Kerstavond

Dit wordt geen vrolijk verhaal. Eigenlijk zou ik het liever vergeten. Maar omdat het gebeurde op de avond voor kerst, denk ik er elk jaar weer aan. Ik was Officier van Dienst Geneeskundig (OvD-G). Dat betekent dat ik de ambulancezorg coördineer bij grotere incidenten waarbij meerdere ambulances worden ingezet. Het was de hele dag al hectisch. Alle ambulances waren op de weg voor ongewone meldingen.

Net als ik de eerste hap van mijn avondeten neem, gaat de pieper. In de auto tik ik het scherm aan en zie de melding. “Motorrijder met hoge snelheid tegen boom”. Ook de traumahelikopter is ingezet. Met zwaailicht en sirene draai ik de weg op. Via de mobilofoon hoor ik de meldkamercentralist ambulancezorg informatie geven over de situatie ter plaatse aan de twee aanrijdende ambulances. De patiënt zou in slechte toestand zijn. Even later hoor ik – ook weer via de mobilofoon – dat mijn collega’s die al zijn aangekomen de heli afmelden. Ze kunnen niets meer doen. De patiënt is overleden.

Een minuut later kom ik ook aan bij de plek van het ongeval. De collega’s van de twee ambulances staan met z’n vieren bij het slachtoffer. Ik loop naar ze toe voor een korte nabespreking. Hadden we iets kunnen doen? Eén blik op het slachtoffer maakt duidelijk dat we echt niets meer hadden kunnen betekenen. Het is een beeld dat je echt liever niet ziet.

Het gaat maar door deze dag. Al snel vraagt de meldkamer- centralist ambulancezorg of de twee aanwezige ambulances zich vrij kunnen maken voor een volgende inzet. Ik overleg even met de collega’s. Zij geven aan de volgende inzetten te kunnen doen.
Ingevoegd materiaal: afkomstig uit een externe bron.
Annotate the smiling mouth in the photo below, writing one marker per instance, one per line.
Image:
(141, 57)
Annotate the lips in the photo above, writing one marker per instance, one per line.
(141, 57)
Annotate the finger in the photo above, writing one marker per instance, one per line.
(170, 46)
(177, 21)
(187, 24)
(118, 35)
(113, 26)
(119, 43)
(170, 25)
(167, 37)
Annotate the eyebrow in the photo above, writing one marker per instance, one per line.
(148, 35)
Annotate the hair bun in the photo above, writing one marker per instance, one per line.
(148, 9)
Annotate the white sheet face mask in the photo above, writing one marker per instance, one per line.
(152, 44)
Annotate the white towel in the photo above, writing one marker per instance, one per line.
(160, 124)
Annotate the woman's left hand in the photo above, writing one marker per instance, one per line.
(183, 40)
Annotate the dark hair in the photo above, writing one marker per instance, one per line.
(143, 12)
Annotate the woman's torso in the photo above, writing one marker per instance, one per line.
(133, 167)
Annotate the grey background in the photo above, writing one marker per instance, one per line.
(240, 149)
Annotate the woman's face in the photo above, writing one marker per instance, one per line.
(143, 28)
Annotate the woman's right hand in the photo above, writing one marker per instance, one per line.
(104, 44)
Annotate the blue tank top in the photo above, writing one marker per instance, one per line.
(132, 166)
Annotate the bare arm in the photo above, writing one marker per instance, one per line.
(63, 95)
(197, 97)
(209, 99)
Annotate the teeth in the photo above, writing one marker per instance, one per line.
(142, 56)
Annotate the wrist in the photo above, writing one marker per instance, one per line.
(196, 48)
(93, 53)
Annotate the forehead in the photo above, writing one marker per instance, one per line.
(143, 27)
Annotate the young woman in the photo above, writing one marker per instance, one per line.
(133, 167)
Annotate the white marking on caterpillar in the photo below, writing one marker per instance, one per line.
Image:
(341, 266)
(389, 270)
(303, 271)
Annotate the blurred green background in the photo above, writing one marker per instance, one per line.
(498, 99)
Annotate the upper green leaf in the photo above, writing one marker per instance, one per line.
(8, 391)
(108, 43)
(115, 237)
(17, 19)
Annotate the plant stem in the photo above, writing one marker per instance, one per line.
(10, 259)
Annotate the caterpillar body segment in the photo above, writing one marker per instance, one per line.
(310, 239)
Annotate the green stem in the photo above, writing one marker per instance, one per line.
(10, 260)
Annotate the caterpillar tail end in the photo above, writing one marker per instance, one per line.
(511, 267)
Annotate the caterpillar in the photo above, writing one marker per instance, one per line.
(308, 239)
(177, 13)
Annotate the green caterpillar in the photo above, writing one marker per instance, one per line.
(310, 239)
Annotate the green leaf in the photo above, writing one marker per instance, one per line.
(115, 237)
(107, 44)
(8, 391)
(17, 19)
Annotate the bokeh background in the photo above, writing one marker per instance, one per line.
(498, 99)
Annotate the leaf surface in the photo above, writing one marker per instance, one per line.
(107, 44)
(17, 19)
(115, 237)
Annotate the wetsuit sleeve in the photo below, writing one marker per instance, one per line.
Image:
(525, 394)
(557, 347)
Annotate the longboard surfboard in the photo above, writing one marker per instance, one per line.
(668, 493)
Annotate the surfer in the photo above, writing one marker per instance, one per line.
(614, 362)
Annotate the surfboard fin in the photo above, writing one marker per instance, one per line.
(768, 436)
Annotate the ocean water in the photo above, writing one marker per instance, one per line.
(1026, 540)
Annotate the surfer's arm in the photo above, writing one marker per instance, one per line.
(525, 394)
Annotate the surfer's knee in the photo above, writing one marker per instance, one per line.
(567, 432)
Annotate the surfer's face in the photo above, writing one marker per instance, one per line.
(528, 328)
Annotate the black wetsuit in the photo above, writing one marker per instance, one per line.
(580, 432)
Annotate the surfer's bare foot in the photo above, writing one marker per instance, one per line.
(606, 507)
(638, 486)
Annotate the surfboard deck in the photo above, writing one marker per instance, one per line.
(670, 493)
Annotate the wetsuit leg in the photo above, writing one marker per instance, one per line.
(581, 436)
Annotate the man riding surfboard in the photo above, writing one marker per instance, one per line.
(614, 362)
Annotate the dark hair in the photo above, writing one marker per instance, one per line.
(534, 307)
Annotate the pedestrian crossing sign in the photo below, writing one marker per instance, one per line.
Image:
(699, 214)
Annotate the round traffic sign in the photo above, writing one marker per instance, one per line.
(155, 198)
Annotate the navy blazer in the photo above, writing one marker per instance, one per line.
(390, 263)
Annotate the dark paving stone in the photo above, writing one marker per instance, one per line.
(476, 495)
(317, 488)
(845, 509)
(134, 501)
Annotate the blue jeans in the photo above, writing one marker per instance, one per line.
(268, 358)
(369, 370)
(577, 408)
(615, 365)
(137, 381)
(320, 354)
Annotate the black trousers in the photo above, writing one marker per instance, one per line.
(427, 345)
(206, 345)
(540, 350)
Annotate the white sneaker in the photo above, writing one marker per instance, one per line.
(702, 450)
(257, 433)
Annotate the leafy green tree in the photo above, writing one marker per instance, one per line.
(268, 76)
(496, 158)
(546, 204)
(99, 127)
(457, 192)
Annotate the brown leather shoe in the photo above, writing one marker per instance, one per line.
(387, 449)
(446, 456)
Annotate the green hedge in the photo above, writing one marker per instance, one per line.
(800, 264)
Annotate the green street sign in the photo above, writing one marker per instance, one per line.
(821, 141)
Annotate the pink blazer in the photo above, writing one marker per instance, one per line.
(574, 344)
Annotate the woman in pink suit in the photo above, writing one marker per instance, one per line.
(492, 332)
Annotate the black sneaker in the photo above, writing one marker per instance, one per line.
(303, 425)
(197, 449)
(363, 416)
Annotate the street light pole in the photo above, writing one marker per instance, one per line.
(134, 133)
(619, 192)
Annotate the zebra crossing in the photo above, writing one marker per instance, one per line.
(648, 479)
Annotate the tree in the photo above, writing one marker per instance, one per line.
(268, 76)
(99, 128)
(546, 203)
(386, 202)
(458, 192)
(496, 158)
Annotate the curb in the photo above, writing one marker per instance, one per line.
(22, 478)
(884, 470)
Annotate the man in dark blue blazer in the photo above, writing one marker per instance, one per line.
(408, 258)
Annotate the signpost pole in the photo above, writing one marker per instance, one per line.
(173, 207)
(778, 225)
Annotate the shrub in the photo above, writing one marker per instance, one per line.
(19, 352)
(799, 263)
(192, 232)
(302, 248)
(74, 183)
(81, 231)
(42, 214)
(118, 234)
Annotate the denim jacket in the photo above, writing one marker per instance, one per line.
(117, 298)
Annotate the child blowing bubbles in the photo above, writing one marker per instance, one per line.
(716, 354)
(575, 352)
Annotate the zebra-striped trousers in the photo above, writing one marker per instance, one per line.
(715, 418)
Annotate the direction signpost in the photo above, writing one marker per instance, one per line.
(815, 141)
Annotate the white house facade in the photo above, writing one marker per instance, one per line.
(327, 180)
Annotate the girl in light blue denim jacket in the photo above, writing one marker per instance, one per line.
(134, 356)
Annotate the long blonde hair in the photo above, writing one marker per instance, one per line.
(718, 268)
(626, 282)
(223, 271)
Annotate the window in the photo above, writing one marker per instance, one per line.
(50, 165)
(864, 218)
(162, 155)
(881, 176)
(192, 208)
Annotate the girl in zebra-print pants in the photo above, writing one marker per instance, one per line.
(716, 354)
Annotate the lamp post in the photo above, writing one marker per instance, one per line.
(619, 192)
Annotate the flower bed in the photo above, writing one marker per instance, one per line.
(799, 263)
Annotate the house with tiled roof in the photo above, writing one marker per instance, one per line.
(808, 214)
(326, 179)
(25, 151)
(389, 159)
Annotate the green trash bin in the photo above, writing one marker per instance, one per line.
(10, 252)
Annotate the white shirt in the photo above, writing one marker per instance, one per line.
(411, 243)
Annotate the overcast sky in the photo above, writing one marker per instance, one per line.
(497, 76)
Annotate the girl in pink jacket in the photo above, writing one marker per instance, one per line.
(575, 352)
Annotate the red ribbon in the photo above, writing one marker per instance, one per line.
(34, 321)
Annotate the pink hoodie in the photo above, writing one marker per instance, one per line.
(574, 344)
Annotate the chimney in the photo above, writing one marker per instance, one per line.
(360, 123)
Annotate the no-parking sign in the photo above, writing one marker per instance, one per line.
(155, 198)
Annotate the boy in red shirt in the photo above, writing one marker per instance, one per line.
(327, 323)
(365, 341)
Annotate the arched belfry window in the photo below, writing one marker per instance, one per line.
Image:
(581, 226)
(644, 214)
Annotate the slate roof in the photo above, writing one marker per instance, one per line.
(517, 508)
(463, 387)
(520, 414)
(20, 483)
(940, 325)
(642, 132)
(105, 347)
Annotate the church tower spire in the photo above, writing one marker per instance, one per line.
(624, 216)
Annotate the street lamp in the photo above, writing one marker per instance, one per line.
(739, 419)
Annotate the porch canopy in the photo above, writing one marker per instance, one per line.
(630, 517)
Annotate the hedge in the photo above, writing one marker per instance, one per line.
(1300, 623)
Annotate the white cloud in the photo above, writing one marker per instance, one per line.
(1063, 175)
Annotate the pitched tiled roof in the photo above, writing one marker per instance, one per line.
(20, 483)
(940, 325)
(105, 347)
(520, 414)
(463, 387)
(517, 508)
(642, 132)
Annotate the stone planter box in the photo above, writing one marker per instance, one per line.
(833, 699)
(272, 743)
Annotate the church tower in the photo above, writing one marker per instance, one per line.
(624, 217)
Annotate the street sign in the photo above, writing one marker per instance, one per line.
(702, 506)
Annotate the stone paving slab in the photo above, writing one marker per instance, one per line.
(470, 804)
Ik blijf samen met de politie achter. De forensisch arts moet nog komen. Daarna kan het slachtoffer naar het mortuarium vervoerd worden. Als ik met de OvD van de politie sta te overleggen, stopt een grote stationcar. Een jonge vrouw stapt uit en komt recht op mij af. Ze kijkt naar het witte laken bij de boom. Volledig overstuur vraagt ze of dat haar man is. Hij was nog even een rondje op de motor gaan maken. Mijn hoofd draait overuren: “Hoe pak ik dit aan?” Ik heb ruim twintig jaar ervaring, maar deze situatie is nieuw voor mij. De collega van de politie vraagt vriendelijk of de vrouw het kenteken kan noemen van de motor. Dat kan ze.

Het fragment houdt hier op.